= Delhi Statement =

1929 statement by Gandhi

The Delhi Statement was issued by Gandhi on 2 November 1929. It was issued when Simon Commission was touring India.

The Congress was passing through a phase of political inactivity. The Swarajists had joined the Legislative Council but did not achieve much. Gandhi was engaged in village upliftment programme. During the Madras Session in December 1927, young leaders like Jawahar Lal Nehru had proposed the resolution for complete independence which was however defeated and the action of Jawahar Lal was not appreciated by Gandhi. With such a background, Simon Commission was receiving strong protest from nationalist supporters. Irwin persuaded the Congress leadership to come to the Round Table Conference which Simon Commission was expected to propose after going back to London. Irwin, the Viceroy of India, had watched with great concern the unanimity of Indians in opposing the Simon Commission. There was opposition in London also against giving concessions to the Indians and it was debated in the Parliament. With this background, Gandhi issued the statement. It was, in a way, an attempt to find a middle path. In the statement, it was suggested, that in the coming Round Table Conference, the features of Dominion Status to India would be discussed, that there would be majority of Congress delegates in the Conference and there would be issues of general amnesty and conciliation. In this way, there were four main demands for the Commission.

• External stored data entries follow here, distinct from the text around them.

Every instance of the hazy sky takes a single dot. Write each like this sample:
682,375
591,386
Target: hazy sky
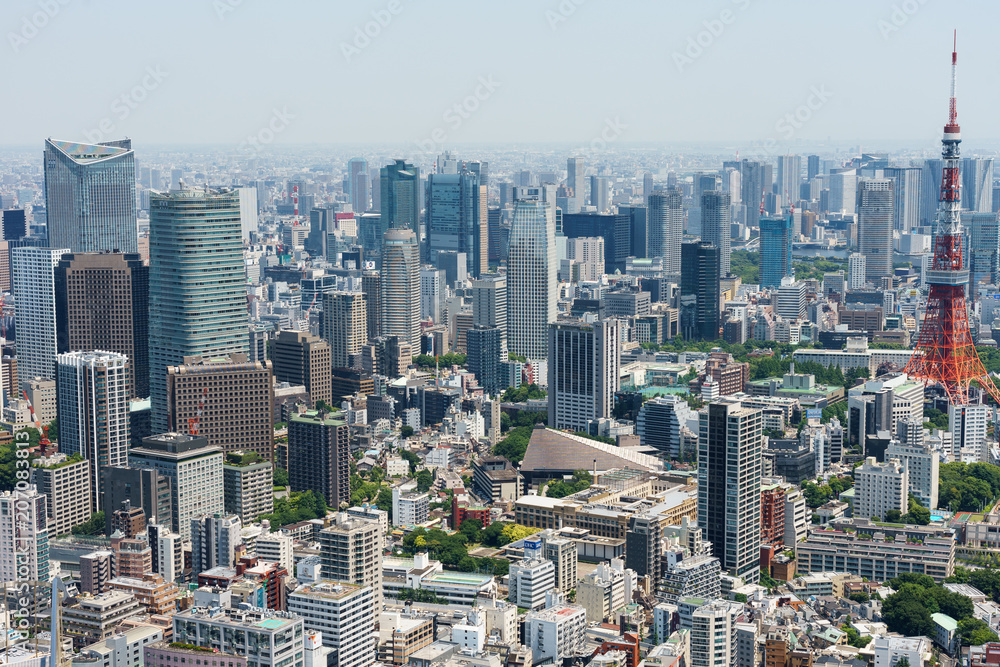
220,71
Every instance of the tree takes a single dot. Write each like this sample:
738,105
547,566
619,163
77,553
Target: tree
424,480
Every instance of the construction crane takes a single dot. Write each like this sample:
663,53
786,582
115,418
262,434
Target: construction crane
43,441
193,423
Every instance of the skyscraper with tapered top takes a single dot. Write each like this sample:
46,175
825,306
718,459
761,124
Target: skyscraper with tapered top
197,284
90,196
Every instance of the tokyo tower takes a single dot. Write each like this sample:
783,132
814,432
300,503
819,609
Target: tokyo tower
945,353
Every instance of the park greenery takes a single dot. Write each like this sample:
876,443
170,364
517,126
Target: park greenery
908,610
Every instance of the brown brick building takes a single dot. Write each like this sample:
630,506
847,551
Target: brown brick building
238,396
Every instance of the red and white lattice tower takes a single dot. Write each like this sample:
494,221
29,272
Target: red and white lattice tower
945,353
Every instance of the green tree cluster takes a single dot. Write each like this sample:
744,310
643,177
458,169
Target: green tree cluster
967,487
561,488
522,393
297,506
908,610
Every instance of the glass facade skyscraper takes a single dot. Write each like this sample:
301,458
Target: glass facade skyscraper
775,250
90,196
457,218
197,284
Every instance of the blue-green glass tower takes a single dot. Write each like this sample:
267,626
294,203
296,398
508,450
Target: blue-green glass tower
197,284
775,250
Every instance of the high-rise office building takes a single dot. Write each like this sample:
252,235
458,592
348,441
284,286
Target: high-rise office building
700,292
400,286
357,183
90,196
350,550
94,410
789,176
977,184
371,287
347,319
584,365
907,183
24,536
228,400
875,221
197,284
300,358
775,250
319,455
729,474
484,354
102,303
33,275
194,469
666,228
716,225
576,181
457,218
400,198
531,279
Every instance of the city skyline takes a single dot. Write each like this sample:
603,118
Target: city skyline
160,95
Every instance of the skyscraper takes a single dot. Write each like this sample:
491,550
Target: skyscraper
584,363
197,284
357,182
400,198
729,474
789,175
716,225
35,310
875,220
775,250
238,399
699,316
531,279
400,286
102,303
457,218
666,228
90,196
93,396
575,181
303,359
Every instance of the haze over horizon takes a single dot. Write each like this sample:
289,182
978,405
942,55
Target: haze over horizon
442,75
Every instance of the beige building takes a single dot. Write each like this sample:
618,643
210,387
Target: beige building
300,358
65,481
238,396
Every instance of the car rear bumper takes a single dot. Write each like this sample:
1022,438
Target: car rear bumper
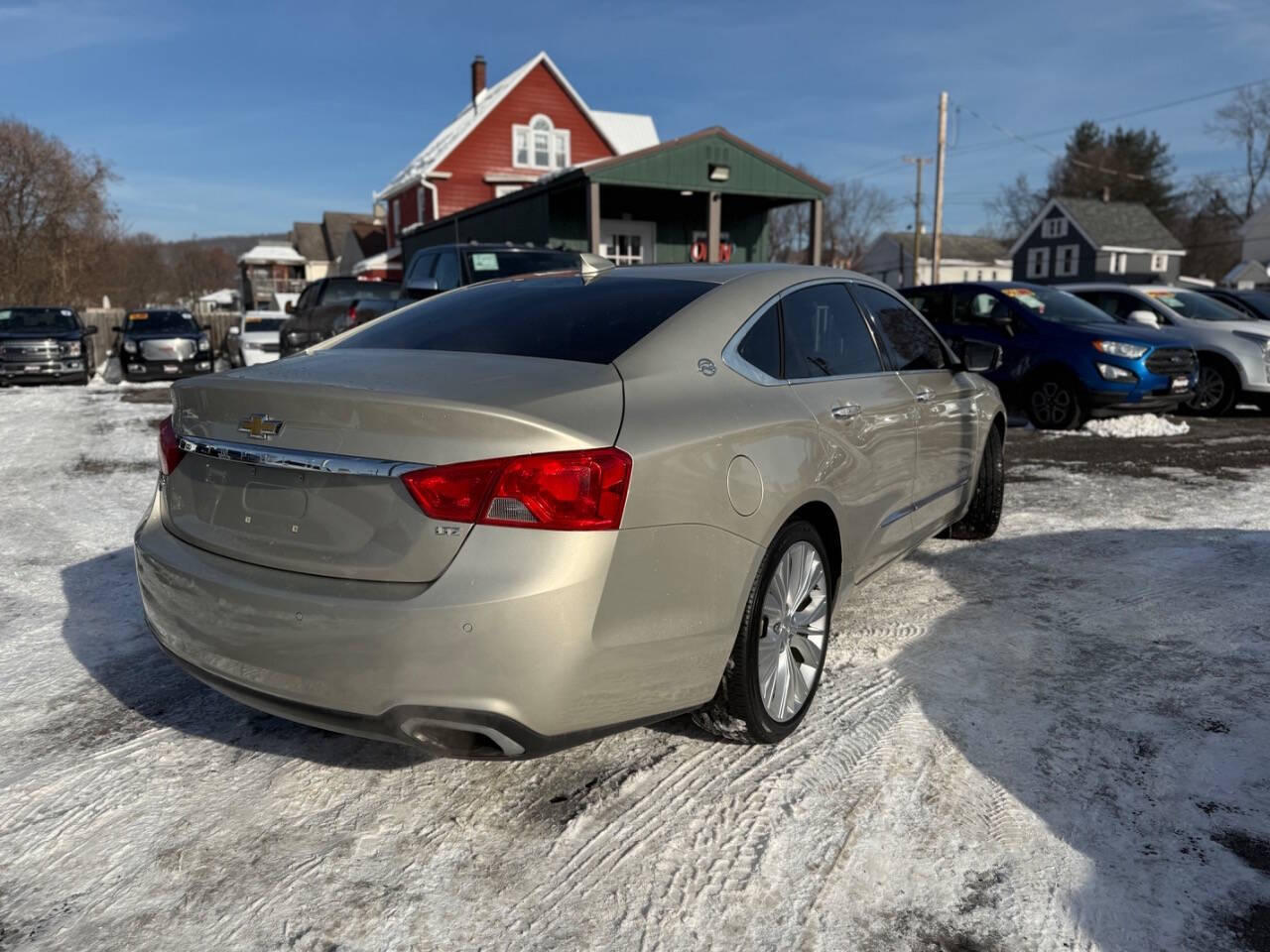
530,642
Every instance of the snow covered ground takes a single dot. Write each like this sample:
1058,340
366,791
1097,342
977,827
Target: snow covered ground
1052,740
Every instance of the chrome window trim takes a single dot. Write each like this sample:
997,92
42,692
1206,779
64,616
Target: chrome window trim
300,460
734,362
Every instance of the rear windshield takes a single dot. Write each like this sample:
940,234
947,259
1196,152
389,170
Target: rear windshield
1057,306
17,320
1198,307
561,317
339,293
163,321
506,264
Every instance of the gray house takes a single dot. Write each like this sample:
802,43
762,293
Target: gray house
1087,239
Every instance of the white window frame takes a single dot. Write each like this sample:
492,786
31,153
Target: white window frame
1053,227
525,141
1065,268
1038,262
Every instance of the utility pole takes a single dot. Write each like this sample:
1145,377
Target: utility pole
917,212
938,248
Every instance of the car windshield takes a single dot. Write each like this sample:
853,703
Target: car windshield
559,317
485,266
1057,306
162,322
253,322
19,320
340,293
1198,307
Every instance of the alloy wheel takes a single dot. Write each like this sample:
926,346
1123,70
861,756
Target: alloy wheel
795,626
1209,389
1053,404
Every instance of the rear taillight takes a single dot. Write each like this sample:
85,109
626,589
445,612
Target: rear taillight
584,489
169,451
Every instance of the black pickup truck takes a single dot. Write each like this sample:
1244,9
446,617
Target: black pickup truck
447,267
40,344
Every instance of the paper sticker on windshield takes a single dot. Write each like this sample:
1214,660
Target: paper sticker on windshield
1025,296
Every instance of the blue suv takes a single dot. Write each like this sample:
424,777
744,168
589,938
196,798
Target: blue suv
1064,359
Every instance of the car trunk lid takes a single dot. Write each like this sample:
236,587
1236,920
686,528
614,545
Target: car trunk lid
298,462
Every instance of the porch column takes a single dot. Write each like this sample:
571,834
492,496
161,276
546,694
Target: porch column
593,217
712,223
816,238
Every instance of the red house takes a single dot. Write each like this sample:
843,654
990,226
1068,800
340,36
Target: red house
529,125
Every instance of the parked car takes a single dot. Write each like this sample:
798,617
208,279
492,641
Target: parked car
162,343
313,318
1065,361
447,267
40,344
531,512
1233,350
1251,303
254,339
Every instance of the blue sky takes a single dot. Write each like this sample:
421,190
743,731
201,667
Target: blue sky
230,118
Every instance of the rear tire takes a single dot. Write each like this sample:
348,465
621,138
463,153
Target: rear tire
1055,404
775,667
1215,390
983,517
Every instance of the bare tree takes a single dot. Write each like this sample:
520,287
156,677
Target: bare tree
1245,121
55,217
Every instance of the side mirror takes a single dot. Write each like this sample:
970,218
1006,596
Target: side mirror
422,287
979,356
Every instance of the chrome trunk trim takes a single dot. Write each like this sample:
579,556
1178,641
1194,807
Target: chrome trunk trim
302,460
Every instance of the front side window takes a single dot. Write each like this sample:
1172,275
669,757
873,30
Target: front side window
912,344
825,334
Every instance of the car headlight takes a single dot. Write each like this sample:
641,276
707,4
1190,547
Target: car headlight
1119,348
1116,373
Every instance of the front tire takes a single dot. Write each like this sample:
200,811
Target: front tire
1055,404
983,517
1215,390
776,664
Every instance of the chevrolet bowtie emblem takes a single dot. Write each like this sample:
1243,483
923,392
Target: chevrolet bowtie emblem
259,425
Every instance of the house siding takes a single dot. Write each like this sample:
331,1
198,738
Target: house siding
488,148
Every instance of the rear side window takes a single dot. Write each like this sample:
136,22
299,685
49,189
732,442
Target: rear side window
762,344
913,345
562,317
826,334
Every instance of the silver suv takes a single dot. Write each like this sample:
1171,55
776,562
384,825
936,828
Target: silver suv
1233,352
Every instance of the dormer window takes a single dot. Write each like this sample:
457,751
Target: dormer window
540,145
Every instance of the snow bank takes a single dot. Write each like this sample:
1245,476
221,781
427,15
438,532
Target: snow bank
1135,425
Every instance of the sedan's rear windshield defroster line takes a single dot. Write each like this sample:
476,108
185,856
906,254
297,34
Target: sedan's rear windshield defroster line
561,317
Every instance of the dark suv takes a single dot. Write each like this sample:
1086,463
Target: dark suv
40,344
163,343
1064,358
325,308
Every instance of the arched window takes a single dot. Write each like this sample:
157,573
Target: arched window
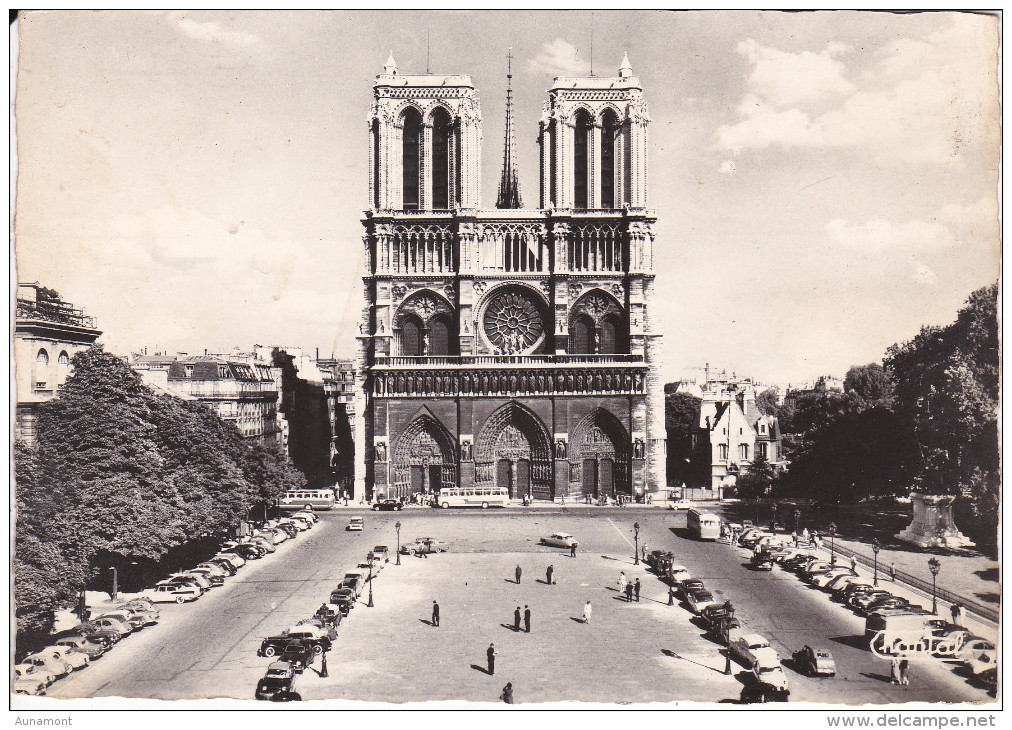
439,336
581,168
582,335
609,131
411,336
442,128
41,371
412,147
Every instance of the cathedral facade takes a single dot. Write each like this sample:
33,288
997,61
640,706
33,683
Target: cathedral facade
508,346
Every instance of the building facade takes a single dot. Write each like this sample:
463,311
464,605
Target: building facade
510,346
48,332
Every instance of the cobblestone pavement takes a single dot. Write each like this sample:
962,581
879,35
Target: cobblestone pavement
629,653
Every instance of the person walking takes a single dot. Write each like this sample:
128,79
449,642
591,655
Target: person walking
895,671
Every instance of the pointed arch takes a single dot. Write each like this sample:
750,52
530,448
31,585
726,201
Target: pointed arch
513,450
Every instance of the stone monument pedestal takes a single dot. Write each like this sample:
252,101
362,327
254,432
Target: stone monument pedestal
933,525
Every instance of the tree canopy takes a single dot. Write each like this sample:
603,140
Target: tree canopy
121,472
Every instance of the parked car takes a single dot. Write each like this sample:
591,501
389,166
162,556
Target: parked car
749,648
815,662
699,599
423,545
26,682
299,654
559,540
279,680
92,648
54,664
167,592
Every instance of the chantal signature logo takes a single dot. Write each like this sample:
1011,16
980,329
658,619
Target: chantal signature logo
886,645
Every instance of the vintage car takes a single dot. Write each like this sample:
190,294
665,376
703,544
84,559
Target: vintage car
90,647
815,662
299,654
279,680
559,540
27,682
749,648
699,599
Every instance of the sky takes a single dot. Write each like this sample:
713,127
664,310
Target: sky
825,183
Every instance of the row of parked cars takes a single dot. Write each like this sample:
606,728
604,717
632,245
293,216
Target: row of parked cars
95,637
887,615
294,648
751,650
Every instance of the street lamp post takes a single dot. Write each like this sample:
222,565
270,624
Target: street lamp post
934,566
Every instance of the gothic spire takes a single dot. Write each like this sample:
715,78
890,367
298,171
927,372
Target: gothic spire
509,184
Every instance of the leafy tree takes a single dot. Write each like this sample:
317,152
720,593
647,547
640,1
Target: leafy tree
766,402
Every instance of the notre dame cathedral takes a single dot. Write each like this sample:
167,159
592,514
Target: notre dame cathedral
509,346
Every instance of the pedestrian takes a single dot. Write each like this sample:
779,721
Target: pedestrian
895,671
956,612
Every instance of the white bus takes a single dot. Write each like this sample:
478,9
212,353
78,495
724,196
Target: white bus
316,498
483,497
703,524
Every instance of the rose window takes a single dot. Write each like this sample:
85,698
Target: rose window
513,323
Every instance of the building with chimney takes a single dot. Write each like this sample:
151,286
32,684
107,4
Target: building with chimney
508,346
48,332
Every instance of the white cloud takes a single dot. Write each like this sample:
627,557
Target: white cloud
559,58
880,236
212,31
919,99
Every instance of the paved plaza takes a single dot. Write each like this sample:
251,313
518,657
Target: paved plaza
629,653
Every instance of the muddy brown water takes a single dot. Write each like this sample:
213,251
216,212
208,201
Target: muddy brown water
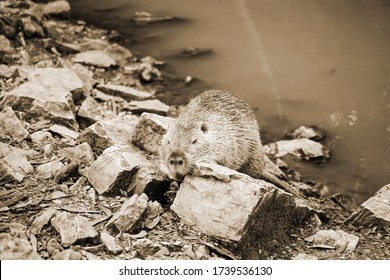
312,62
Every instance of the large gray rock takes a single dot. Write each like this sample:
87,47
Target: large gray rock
244,213
130,216
82,154
14,248
95,58
31,27
14,167
53,77
149,132
127,93
73,228
109,132
154,106
57,8
375,211
302,148
92,111
11,126
37,102
114,169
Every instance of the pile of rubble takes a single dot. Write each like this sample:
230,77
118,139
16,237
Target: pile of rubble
80,129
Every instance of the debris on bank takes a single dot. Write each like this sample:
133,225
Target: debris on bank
80,130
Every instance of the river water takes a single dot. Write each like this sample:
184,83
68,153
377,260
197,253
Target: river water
312,62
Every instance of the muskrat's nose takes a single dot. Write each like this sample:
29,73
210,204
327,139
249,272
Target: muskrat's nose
176,158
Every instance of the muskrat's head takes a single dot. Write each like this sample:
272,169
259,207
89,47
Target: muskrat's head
181,147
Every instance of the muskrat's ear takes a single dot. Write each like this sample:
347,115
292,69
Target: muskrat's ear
204,127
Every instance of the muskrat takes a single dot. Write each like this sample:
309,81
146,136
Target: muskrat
219,127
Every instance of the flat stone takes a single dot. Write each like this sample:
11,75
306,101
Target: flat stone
67,254
301,148
245,213
92,111
5,45
53,77
49,169
65,48
11,126
31,27
154,106
6,149
64,131
14,248
95,58
81,154
127,93
57,8
130,216
309,132
121,54
40,102
109,132
15,167
149,180
375,211
109,242
40,137
9,26
8,71
149,132
114,169
73,228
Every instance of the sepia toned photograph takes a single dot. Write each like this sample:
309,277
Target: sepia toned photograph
195,130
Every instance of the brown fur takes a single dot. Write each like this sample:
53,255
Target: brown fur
219,127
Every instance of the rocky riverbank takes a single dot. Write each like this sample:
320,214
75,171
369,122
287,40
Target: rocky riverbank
80,125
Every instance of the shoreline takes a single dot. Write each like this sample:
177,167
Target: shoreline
102,81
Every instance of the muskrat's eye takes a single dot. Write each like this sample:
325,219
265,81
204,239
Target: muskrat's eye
204,127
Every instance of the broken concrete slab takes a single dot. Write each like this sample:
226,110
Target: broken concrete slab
59,8
39,137
121,54
49,169
373,212
91,111
6,149
73,228
114,169
127,93
15,167
309,132
15,248
149,180
31,27
38,101
64,131
244,213
109,242
11,126
109,132
5,45
53,77
95,58
65,48
42,220
130,216
154,106
149,132
81,154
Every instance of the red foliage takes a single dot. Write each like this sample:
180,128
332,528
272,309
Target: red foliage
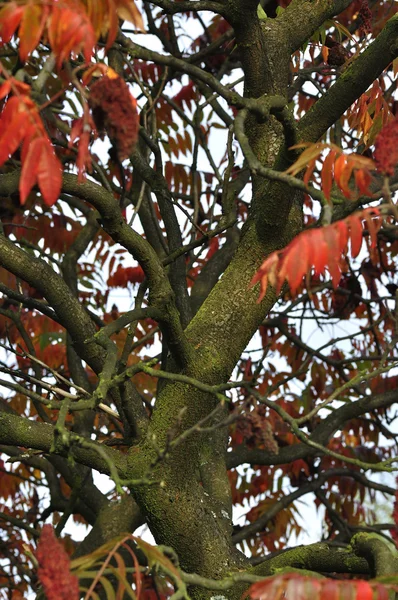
125,275
296,587
20,122
319,249
54,568
70,31
386,148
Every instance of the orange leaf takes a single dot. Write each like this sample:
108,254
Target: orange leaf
356,236
10,18
327,173
42,166
70,30
31,29
13,124
49,173
127,10
362,180
295,265
316,249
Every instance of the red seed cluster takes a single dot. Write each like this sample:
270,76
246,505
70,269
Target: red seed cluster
386,148
256,430
115,112
365,18
54,568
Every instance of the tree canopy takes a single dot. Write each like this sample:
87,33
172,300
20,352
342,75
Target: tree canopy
198,279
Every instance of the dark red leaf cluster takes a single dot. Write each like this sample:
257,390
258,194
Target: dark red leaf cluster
115,112
386,148
365,18
256,431
54,568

Gandhi met Irwin on 23 November 1929 where Irwin, the Viceroy, rejected the offer given in Delhi Statement. In the meantime, Lala Lajpat Rai died because of Lathi Charge on 17 November 1928. Later, when Gandhi signed the Gandhi Irwin pact, all the four demands were avoided at that time. Under the pact, Gandhi had accepted to participate in the second Round Table Conference after holding back the Civil Disobedience Movement. It was read as a compromise by the supporters of Nationalist and especially by the Indian Capitalists who had started showing sign of fatigue during the Civil Disobedience Movement. It is considered as the cause of later withdrawal of Civil Disobedience Movement, which was finally withdrawn in April 1934.